OBSERVATÓRIO DE DIREITOS HUMANOS

Uma Psicologia aliada às populações vulnerabilizadas

Leonardo de Oliveira | CRP 07/35302 
Psicólogo clínico e social (UNISC), mestre em Psicologia Social e Institucional pela UFRGS, onde pesquisa população de rua e arte. Trabalha como educador social em oficinas de expressão, poesia e criatividade e na produção de eventos culturais em territórios em disputa. É também escritor e músico, com dois livros publicados e diversos trabalhos fonográficos. 

A Constituição Brasileira de 1988, no artigo 6º, ao explicitar as garantias básicas à dignidade humana, traz como fundamental o direito à moradia, e como decorrência disso, a obrigação do Estado de formular políticas públicas que assegurem esse direito fundamental. Muitas coisas mudaram desde 1988, e outras permanecem inalteradas, ainda mais acentuadas, como a necessidade de reformas urbanas e agrárias em um país assentado na desigualdade social e concentração de riquezas, bens e propriedades. 

Nesse contexto, mesmo que na contínua tentativa de criminalização da qual são alvos, os movimentos sociais aparecem como uma frente de enfrentamento à precarização das relações de trabalho e direitos e à sanha neoliberal de tomada dos espaços públicos e urbanos a partir da especulação imobiliária e da privatização desenfreada. A lógica neoliberal e a ideia de livre mercado estão centradas discursivamente nos indivíduos, que possuem toda e qualquer agência possível de sucesso ou fracasso nas diferentes esferas de sua vida, inclusive na questão de habitação e moradia, justificando isso a partir da meritocracia. 

Essa individualização da vida política também opera em questões da própria saúde mental, e um certo tipo de Psicologia pode facilmente corroborar este discurso ao ignorar os atravessamentos políticos e sócio-históricos que produzem a vulnerabilidade social, a desigualdade e o sofrimento psíquico, dentro de uma assepsia dos sujeitos, tratados preferencialmente entre quatro paredes e em esfera íntima, apenas.
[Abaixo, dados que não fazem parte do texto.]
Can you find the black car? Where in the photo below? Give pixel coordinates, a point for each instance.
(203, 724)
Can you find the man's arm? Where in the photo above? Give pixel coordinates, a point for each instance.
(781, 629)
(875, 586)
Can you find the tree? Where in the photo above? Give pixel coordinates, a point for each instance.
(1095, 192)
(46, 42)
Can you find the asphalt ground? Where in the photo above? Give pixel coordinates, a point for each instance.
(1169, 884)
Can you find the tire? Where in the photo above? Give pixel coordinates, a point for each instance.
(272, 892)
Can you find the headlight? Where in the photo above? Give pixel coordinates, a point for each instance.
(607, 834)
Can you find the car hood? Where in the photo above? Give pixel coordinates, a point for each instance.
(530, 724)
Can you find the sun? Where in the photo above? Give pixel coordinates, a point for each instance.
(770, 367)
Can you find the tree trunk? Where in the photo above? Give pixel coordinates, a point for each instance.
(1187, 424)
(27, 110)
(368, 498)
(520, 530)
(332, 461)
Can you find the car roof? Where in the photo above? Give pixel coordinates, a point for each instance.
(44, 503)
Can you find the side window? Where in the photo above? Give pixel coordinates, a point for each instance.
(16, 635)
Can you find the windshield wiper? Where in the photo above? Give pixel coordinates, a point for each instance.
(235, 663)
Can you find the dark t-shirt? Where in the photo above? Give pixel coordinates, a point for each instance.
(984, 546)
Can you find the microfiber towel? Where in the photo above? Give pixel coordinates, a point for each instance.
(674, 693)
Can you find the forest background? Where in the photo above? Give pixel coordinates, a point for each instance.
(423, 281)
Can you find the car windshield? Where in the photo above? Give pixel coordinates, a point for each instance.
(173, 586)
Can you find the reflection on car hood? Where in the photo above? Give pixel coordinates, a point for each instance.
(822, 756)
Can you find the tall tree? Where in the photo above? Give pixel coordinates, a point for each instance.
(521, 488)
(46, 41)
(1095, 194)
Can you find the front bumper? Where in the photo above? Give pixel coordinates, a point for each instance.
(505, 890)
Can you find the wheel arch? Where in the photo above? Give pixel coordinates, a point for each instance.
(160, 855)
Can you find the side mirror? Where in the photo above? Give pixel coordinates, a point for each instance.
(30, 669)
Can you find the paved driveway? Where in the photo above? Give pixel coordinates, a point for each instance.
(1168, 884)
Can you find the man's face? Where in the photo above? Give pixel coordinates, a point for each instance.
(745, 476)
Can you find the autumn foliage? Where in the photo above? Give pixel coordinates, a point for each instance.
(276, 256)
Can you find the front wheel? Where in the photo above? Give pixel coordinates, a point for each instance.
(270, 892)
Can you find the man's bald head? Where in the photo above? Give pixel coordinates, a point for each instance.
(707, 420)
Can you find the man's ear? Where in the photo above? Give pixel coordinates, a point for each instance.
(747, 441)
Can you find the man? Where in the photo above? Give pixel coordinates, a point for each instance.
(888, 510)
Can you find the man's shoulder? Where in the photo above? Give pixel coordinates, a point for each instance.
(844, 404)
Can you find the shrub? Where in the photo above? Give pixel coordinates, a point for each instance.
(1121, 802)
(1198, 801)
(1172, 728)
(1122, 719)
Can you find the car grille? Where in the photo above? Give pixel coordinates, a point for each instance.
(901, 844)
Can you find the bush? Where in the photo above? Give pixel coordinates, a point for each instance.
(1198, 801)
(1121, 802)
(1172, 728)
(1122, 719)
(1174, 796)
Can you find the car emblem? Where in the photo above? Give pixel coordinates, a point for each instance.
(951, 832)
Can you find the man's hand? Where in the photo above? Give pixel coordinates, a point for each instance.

Não que a clínica não seja possível e não seja importante, pelo contrário, mas para que ela seja, de fato, ética e produtora de saúde, não pode reduzir-se ao indivíduo e, por isso, a importância dos movimentos sociais e espaços coletivos compartilhados: espaços de luta e resistência são espaços políticos de saúde mental também. 

Uma Psicologia aliada às populações vulnerabilizadas, que são as mais impactadas pela degradação e pelo racismo ambiental e pelos efeitos das políticas urbanas privatistas e da especulação imobiliária, é necessariamente uma Psicologia que se coloca com o corpo e com um olhar complexo, localizado e implicado com os movimentos sociais e atenta aos direitos humanos e sua garantia. Saúde mental nunca anda descolada da política e da garantia de direitos, assim como a subjetividade, os espaços sociais e o meio ambiente. E esse deve ser o olhar também da Psicologia, principalmente no que tange ao enfrentamento dos desafios da crise climática e seus efeitos nas lutas por moradia.